Комендант отвечал, что идут великие торги, блинами завален весь город; балаганы, гудошники, медведи ручные, ряженые – все как полагается. «Шереметева семейство встретил, отправились на гулянье», – неосторожно добавил Измайлов, и это задело Петра – не является к нему граф, ссылается на хворобу, однако для гулянья здоров старый хитрец.
Коснулось солнце и Преображенского дома, где обитал царевич и где сидели привезенные арестанты…
Только народу, заполнившему московские улицы, веселившемуся и объедавшемуся, ни к чему были царские дела-заботы. Он жил своей жизнью – ведь Масленица! Кровь играла, поднималась из самых глубин, целый год ждали тех дней. Провожали зиму, веселясь, а весну встречали с какой-то отчаянностью: «Хоть на час, да вскачь!» Одна жизнь кончилась, другая начинается. Обжорство – грех? Да ведь Масленица! Разгул есть грех? Да ведь Масленица! Блуд есть грех? Однако самые лучшие детки тут и случаются!
Шереметевское семейство побывало в Замоскворечье, на Воробьевых горах, накупили пряников, игрушек (за целый баул отец отдал три рубля). Всюду зазывали их откушать блинков («мои-то печены с молитвою»). Уже стало тяжко, но как откажешь? «Блин – не клин, живот не расколет!..»
Купили лубочную картинку, и смешливая Наталья водила пальцем по буквам, которых еще не ведала, и хохотала: «Аз, буки, веди, ехали медведи!..»
Медведей тоже поглядели: и медведя-гадателя (он вытаскивал предсказания), и медведя, танцующего под балалайку, и даже опьяневшего вместе с хозяином.
Борис Петрович доволен был, даже счастлив, позабыл все огорчения, когда возвращались они на Воздвиженку.
В переулке, как и велено, стояли столы, накрытые по-масленичному. Чего только тут не было! Горы пирогов, горки блинов – гречишники, черепенники, гурьевские, хлыновские, селедка, грибочки, рыбка, икорка, а для любителей – именное шереметевское блюдо – взбитые замороженные сливки!.. Десятки, если не сотни, людей толпились возле шереметевского подворья – странники, богомольцы, солдаты, посадские люди, нищие… Борис Петрович направился уже было в дом, но вдруг послышалось такое пение, что он невольно остановился и прислушался.
Запевалой оказался мужик в сером армяке, в меховой шапке с красным околышем, какие носили стрельцы. Черная борода с проседью окаймляла лицо, и сверкали синие, яркие глаза. Однако что за нос у него?.. Короткий, срезанный, без ноздрей будто. А голос – настоящая орясина[6]
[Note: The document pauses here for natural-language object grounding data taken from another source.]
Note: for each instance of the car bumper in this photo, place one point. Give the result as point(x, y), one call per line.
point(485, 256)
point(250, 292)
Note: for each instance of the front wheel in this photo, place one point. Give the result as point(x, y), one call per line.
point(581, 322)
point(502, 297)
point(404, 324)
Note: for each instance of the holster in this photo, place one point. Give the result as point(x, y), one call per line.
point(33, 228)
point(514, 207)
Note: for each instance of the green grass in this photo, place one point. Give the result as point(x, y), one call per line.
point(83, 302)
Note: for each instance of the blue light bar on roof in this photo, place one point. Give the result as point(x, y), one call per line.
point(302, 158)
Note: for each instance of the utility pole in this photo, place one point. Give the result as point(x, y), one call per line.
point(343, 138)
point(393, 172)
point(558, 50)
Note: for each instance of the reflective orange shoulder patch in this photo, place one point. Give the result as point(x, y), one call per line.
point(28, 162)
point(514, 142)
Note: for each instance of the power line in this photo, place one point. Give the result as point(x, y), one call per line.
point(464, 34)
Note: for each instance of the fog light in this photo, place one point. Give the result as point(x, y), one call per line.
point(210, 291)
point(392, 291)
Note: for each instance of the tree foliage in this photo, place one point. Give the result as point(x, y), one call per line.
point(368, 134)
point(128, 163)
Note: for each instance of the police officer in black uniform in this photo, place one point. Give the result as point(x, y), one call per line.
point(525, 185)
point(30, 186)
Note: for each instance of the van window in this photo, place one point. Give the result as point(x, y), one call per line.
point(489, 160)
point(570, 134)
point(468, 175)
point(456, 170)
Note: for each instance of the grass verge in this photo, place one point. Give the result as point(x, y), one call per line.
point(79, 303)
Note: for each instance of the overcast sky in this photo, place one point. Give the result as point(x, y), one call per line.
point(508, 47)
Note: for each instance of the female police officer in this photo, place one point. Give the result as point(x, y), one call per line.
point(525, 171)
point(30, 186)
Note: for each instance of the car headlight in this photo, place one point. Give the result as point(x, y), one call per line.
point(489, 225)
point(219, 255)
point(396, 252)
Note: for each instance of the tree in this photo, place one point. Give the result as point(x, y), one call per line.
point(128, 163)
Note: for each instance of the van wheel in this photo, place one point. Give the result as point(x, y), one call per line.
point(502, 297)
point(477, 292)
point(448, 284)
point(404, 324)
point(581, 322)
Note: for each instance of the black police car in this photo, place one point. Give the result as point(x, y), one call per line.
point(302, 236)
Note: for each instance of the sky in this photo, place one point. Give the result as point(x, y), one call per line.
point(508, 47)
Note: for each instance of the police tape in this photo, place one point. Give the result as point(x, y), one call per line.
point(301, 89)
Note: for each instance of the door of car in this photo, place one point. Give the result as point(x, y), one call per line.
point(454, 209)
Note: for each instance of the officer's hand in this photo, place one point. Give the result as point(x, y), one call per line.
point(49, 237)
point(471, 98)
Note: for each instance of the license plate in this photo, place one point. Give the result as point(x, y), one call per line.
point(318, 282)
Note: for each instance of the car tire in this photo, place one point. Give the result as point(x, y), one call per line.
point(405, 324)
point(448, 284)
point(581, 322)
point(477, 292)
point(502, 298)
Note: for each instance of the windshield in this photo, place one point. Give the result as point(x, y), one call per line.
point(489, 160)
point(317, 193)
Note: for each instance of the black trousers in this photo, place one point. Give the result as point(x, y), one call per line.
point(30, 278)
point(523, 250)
! Он пел о разбойнике, который много «шутил» на своем веку, а потом постучал в монастырь, чтобы покаяться в прегрешениях… Певец умолк, все увидели боярина и стали истово кланяться, приговаривая:– Спаси Бог нашего боярина, дорогого Бориса Петровича!.. Спаси тебя Бог, батюшка наш! И деток, и супругу твою сохрани.
Шереметев повернулся к чернобородому мужику:
– Больно ладно поешь, братец! А ну еще!..
Тот блеснул синевой глаз и стал кружиться и притопывать:
Следом за ним пустились в пляс и другие, и скоро уже весь двор ходил ходуном. Веселая песня отскакивала от стен, от забора высокого, ударялась о крыши, вырывалась за ворота. Да и сам хозяин, и супруга его, и детки – все притопывали и кружились. Лишь денщик Афоня с недовольным видом стоял в стороне и мрачно глядел на чернобородого.
Когда же кончилась песня-пляска, мужик, встретившись с глазами Афанасия, вдруг бухнулся в ноги Шереметеву и взмолился:
– Прости меня, ваша милость! Нынче прощеный день! Больно виноват я перед тобой, прости!
– В чем? – построжал граф, но тут же подобрел. – Виноват – так покайся.
– Каюсь!
– Ну буде… прощаю! Заходи в дом – гостем будешь.
– В боярский дом ворота широки, да из него узки, – отвечал тот, поглядывая на Афоню.
– Заходи, споешь еще.
– Разве что спеть… Есть у меня песня одна особенная.
Они миновали сени, вошли в гостиную, граф расположился на диване, и – ох как запел и что запел тот пришлый человек! Каким широким неторопливым манером выводил он песню-рассказ!
Шереметев приосанился, на лице его отразилось волнение – мужик пел про Свейскую войну!